Lineage relationships and differentiation of natural killer (NK) T cells: Intrathymic selection and interleukin (IL)-4 production in the absence of NKR-P1 and Ly49 molecules

In this report, we have assessed the lineage relationships and cytokine dependency of natural killer (NK) T cells compared with mainstream TCR-alpha beta T cells and NK cells. For this purpose, we studied common gamma chain (gamma c)-deficient mice, which demonstrate a selective defect in CD3(-) NK cell development relative to conventional TCR-alpha beta T cells. NK thymocytes differentiate in gamma c(-) mice as shown by the normal percentage of TCR V beta 8(+) CD4(-)CD8(-) cells and the normal quantity of thymic V alpha 14-J alpha 281 mRNA that characterize the NK T repertoire. However, gamma c-deficient NK thymocytes fail to coexpress the NK-associated markers NKR-P1 or Ly49, yet retain characteristic expression of the cytokine receptors interleukin (IL)-7R alpha and IL-2R beta. Despite these phenotypic abnormalities, gamma c(-) NK thymocytes could produce normal amounts of IL-4. These results define a maturational progression of NK thymocyte differentiation where intrathymic selection and IL-4-producing capacity can be clearly dissociated from the acquisition of the NK phenotype.
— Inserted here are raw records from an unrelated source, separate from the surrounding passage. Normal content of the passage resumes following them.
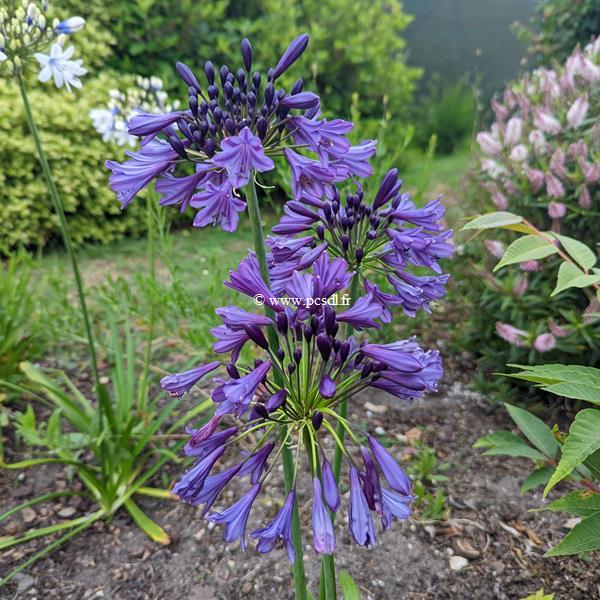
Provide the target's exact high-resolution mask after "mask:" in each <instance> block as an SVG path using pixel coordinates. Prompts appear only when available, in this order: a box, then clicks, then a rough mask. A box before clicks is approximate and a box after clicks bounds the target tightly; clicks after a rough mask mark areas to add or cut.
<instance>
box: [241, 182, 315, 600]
mask: <svg viewBox="0 0 600 600" xmlns="http://www.w3.org/2000/svg"><path fill="white" fill-rule="evenodd" d="M248 185H249V187H250V193H249V194H247V197H246V202H247V205H248V216H249V218H250V226H251V228H252V237H253V240H254V251H255V252H256V258H257V259H258V264H259V265H260V272H261V275H262V277H263V280H264V281H265V283H266V284H267V286H269V287H270V285H271V281H270V277H269V266H268V263H267V251H266V247H265V236H264V232H263V227H262V222H261V218H260V207H259V204H258V196H257V194H256V184H255V183H254V179H253V178H251V179H250V183H249V184H248ZM268 310H269V309H267V311H268ZM269 344H270V345H271V348H272V349H274V350H275V349H276V346H277V345H278V344H277V333H276V332H275V330H274V329H273V328H272V327H270V328H269ZM279 435H280V440H281V442H282V443H283V440H284V439H285V437H286V435H285V427H282V428H281V431H280V434H279ZM281 460H282V462H283V479H284V481H285V489H286V492H289V491H290V490H291V489H292V485H293V483H294V456H293V454H292V451H291V449H290V448H289V446H288V445H287V444H285V445H284V448H283V451H282V455H281ZM292 538H293V540H294V549H295V551H296V560H295V562H294V586H295V589H296V598H297V600H307V595H306V577H305V574H304V559H303V558H302V552H303V550H302V535H301V531H300V515H299V512H298V501H297V500H296V501H295V502H294V511H293V514H292Z"/></svg>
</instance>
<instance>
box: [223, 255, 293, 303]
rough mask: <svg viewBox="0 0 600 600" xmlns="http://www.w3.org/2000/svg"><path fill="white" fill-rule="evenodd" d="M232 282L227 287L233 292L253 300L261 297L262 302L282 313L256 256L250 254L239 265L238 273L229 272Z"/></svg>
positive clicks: (229, 274)
mask: <svg viewBox="0 0 600 600" xmlns="http://www.w3.org/2000/svg"><path fill="white" fill-rule="evenodd" d="M229 279H230V281H226V282H225V285H226V286H227V287H230V288H231V289H233V290H237V291H238V292H241V293H242V294H246V295H247V296H250V297H251V298H254V297H256V296H259V295H260V296H261V297H262V298H261V299H262V301H263V302H264V303H265V304H266V305H267V306H268V307H269V308H272V309H273V310H275V311H278V312H280V311H282V310H283V309H282V307H281V306H279V303H278V302H276V301H275V300H273V301H272V300H271V298H272V297H273V296H274V294H273V292H272V291H271V290H270V289H269V288H268V287H267V284H266V283H265V282H264V280H263V278H262V275H261V274H260V267H259V265H258V260H257V259H256V256H254V254H249V255H248V256H247V257H246V258H244V259H242V261H241V262H240V264H239V265H238V268H237V271H229Z"/></svg>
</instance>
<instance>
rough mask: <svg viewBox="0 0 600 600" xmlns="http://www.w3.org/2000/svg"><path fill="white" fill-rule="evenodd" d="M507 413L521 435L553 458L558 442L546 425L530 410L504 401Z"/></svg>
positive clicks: (554, 456) (550, 457) (535, 446)
mask: <svg viewBox="0 0 600 600" xmlns="http://www.w3.org/2000/svg"><path fill="white" fill-rule="evenodd" d="M504 406H505V407H506V410H508V414H509V415H510V417H511V419H512V420H513V421H514V422H515V424H516V425H517V427H518V428H519V429H520V430H521V432H522V433H523V435H524V436H525V437H526V438H527V439H528V440H529V441H530V442H531V443H532V444H533V445H534V446H535V447H536V448H537V449H538V450H539V451H540V452H542V453H543V454H545V455H546V456H547V457H548V458H551V459H554V457H555V456H556V452H557V451H558V442H557V441H556V440H555V439H554V434H553V433H552V430H551V429H550V427H548V425H546V424H545V423H544V422H543V421H542V420H541V419H538V418H537V417H536V416H535V415H532V414H531V413H530V412H528V411H526V410H523V409H522V408H519V407H517V406H513V405H512V404H507V403H505V404H504Z"/></svg>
Moreover, these data suggest a closer ontogenic relationship of NK T cells to TCR-alpha beta T cells than to NK cells with respect to cytokine dependency. We also failed to detect peripheral NK T cells in these mice, demonstrating that gamma c-dependent interactions are required for export and/or survival of NK T cells from the thymus. These results suggest a stepwise pattern of differentiation for thymically derived NK T cells: primary se lection via their invariant TCR to confer the IL-4-producing phenotype, followed by acquisition of NK-associated markers and maturation/export to the periphery.